Friday, November 24, 2017

SAMPLE 3: FAMILY LIFE COACHING

Mini Workshop III: Patterns and Possibilities


Gratitude and Kindness are key parts of genuine happiness.
Being Mindful of habitual interactions also contributes.

“[T]he positive, outward focus afforded by gratitude and kindness interventions mobilize the existing support that people have in their lives, enabling them to forge new or strengthened connections with others.

"[These findings are] consistent with prior research indicating an association between gratitude, kindness, and elements of improved relational functioning… [to]… predict the acquisition of positive relational resources ...” (Passmore, & Oades, 2016).


Mindful. Kindness. Gratitude.

What do these terms mean?

Let's define them.


Being Mindful is the quality or state of being conscious or aware of something.

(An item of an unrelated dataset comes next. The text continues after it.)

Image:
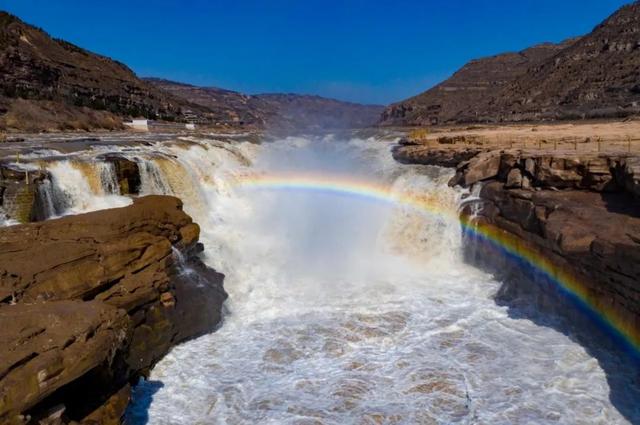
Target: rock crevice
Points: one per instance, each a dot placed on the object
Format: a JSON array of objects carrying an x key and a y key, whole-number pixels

The concept of mindfulness originates in a term meaning to remember.

It combines remembering with
a sense of non-judgmental acceptance, kindness and friendliness.

Kindness: is the quality of being friendly, generous, and considerate.


Kindness changes hearts and lives.

In kindness intervention research, kindness is defined as “behaviors that benefit other people, or make them happy.” Researchers propose that these behaviors “usually involve some effort on our part” (Kerr et al, 2015), and suggest we look for 5 daily acts of kindness that we can do every day, with at least one of those acts being intentional.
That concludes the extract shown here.